Er stellte sein Fahrrad ab und eilte auf den Haupteingang zu.
Farid wartete bereits auf ihn.
»Na, Alter«, begrüßte er ihn mit breitem Grinsen. »Alles gut überstanden? Keinen Ärger gekriegt?«
»Um den zu kriegen, müsste ja erst mal jemand zu Hause sein«, sagte Tim. »Aber Dad war nicht da. Emily hat sich natürlich gewundert. Hat angefangen, Fragen zu stellen. Ich hab ihr erzählt, ich wäre beim Ruderclub am Decksteiner Weiher gewesen und gekentert. Hat sie sofort geglaubt, schließlich weiß sie, wie schlecht ich mit Booten zurande komme.«
»Dann weiß sie von nichts?«
»Niemand weiß das, nur du und ich«, sagte Tim. »Und dabei soll es auch bleiben, okay?«
Im Nachhinein wünschte er sich, er hätte die Aktion alleine durchgezogen. Dass Farid seine Niederlage live miterlebt hatte, war nun wirklich nicht nötig gewesen. Nicht, weil Tim wie ein nasser Sack ins Wasser gefallen war – so etwas konnte immer mal passieren –, sondern, weil er schlecht vorbereitet gewesen war. Zumindest fühlte es sich so an. Dieses verdammte Zahlenschloss! Aber wie hätte er das auch ahnen können? Er hatte zu Hause alles noch einmal nachgelesen, nirgendwo hatte es einen Hinweis auf ein zusätzliches Schloss gegeben.
Egal, Farid war sein Freund und würde die Klappe halten. Auf ihn war Verlass. Und den Film konnte man löschen.
Den Kopf voller Gedanken, betrat er das Schulgebäude.

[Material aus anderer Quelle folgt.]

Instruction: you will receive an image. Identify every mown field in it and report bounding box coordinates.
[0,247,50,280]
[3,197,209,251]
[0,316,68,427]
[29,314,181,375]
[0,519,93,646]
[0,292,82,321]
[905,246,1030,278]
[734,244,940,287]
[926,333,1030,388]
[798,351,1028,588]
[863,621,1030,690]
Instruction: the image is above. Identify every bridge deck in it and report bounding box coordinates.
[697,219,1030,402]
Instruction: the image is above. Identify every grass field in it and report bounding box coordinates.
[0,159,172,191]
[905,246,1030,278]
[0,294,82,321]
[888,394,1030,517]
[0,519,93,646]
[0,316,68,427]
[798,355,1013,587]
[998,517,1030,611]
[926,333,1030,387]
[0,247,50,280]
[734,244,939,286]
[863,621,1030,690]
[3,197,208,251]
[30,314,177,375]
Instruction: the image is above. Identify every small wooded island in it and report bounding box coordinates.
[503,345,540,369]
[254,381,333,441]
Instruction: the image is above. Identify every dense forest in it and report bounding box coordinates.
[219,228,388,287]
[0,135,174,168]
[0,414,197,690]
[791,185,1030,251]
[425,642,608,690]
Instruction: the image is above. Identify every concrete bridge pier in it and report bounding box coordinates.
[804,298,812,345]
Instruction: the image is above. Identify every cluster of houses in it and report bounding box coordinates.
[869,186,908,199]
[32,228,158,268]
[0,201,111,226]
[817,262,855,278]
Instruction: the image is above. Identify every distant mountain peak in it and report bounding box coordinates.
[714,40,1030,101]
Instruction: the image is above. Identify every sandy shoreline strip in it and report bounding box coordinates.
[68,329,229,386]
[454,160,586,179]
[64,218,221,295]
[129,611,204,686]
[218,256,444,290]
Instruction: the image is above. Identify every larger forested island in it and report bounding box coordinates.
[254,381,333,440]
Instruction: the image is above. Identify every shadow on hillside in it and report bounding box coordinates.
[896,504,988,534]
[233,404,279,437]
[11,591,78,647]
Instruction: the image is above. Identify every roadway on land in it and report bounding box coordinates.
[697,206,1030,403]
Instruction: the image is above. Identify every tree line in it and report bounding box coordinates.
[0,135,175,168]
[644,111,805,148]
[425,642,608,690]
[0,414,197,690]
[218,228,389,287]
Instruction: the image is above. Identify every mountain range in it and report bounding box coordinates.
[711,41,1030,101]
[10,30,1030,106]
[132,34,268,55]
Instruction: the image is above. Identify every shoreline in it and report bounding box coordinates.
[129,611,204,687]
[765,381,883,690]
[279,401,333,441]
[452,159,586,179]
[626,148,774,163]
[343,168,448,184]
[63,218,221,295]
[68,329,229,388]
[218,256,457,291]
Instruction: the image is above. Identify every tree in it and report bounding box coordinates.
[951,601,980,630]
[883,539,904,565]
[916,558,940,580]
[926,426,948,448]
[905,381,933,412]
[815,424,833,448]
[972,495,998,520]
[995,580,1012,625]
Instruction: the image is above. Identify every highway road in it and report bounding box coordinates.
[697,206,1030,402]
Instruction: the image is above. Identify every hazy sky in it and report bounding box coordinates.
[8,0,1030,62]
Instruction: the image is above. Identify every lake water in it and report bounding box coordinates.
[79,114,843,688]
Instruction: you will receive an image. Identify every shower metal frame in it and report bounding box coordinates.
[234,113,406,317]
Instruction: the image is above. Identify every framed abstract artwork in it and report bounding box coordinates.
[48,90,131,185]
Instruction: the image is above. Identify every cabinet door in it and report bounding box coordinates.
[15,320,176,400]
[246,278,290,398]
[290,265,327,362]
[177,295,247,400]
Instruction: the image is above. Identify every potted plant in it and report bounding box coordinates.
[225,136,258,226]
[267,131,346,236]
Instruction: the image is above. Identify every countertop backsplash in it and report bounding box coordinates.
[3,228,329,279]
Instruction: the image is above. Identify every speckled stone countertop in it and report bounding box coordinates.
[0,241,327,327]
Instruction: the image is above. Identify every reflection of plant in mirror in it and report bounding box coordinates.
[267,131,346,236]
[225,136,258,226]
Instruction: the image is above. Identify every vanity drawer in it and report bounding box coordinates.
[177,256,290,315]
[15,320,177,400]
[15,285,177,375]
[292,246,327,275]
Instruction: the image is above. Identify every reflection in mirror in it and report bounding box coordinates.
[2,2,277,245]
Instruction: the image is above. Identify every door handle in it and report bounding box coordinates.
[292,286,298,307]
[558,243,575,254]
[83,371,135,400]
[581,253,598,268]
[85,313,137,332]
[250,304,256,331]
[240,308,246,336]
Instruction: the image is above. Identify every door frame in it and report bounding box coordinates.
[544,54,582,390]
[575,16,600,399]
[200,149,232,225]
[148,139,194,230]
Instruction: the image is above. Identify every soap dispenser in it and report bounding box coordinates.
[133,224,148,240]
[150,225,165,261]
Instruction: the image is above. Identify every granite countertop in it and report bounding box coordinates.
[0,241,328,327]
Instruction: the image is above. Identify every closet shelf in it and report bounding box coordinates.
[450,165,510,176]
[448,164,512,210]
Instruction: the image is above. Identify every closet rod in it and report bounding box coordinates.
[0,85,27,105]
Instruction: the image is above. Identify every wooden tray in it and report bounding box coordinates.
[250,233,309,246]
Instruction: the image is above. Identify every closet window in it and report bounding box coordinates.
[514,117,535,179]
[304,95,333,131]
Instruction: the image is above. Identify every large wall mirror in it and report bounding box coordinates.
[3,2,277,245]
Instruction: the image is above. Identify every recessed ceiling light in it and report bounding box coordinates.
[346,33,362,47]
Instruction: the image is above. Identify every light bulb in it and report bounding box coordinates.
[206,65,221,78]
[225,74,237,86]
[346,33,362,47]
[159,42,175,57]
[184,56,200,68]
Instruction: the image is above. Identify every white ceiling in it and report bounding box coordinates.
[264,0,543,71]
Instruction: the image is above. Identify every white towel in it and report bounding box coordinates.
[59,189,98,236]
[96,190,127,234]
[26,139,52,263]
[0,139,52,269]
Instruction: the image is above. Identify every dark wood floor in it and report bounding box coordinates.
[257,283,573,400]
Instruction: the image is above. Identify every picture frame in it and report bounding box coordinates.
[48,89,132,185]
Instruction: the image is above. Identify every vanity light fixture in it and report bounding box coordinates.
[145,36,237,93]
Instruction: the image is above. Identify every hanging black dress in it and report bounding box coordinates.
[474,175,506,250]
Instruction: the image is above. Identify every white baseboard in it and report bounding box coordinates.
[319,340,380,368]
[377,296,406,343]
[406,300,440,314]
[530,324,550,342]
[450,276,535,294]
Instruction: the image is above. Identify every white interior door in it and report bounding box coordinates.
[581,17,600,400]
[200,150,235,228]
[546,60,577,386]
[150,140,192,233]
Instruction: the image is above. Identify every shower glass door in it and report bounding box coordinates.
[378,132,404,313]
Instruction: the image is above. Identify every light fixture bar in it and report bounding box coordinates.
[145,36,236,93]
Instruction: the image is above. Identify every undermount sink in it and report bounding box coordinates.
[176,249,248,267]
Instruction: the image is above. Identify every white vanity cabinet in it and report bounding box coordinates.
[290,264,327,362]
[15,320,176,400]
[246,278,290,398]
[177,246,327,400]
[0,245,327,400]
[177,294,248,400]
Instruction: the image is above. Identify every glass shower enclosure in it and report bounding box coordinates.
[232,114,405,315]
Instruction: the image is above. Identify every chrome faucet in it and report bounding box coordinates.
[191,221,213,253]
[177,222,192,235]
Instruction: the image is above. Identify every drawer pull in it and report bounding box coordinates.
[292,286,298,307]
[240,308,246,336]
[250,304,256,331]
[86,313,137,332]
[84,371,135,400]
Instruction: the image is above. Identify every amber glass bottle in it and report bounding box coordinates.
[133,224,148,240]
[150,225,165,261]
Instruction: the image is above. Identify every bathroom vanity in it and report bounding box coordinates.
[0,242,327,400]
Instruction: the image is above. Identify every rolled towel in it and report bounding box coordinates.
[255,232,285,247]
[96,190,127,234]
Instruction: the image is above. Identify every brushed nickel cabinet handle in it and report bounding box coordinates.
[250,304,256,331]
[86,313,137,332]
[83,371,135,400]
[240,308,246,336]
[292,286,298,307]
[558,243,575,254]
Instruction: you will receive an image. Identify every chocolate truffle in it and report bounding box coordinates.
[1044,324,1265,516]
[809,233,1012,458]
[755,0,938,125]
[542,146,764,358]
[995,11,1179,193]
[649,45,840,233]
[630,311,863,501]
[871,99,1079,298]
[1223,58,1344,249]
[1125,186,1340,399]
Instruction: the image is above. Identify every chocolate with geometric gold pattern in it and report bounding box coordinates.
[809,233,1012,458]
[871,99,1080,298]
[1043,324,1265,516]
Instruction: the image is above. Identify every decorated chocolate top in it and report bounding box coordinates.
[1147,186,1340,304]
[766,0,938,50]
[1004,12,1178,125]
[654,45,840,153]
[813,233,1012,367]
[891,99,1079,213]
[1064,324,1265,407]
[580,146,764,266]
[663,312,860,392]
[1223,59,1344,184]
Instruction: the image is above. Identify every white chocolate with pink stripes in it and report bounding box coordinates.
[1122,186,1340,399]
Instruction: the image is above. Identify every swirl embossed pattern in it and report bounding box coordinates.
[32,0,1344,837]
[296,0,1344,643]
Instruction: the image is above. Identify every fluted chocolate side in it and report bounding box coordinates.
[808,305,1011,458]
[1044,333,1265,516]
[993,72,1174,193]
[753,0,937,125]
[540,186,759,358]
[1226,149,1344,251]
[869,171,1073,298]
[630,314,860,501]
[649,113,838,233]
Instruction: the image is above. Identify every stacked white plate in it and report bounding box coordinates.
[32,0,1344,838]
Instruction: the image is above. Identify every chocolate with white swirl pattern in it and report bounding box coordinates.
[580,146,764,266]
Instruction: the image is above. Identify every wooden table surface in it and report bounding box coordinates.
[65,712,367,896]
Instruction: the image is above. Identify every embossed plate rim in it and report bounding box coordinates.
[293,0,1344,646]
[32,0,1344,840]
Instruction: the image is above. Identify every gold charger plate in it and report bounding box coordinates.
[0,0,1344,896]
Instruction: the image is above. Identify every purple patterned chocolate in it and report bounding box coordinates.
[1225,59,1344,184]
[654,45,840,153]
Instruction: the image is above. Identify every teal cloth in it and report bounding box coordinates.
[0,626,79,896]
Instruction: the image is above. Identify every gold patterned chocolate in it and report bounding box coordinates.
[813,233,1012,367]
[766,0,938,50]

Es war Montag. In der ersten Stunde hatten sie Deutsch bei Frau Limmer. Seine letzte Arbeit hatte Tim in den Sand gesetzt. Er musste dringend mündlich ein paar Punkte machen, um nicht kurz vor der Zeugniskonferenz noch auf die Vier abzurutschen. Einziges Problem: Auf dem Lehrplan stand Lyrik. Deutscher Expressionismus am Beispiel von Gottfried Benn. Der Name des Gedichtes lautete Krebsbaracke.
Ausgerechnet!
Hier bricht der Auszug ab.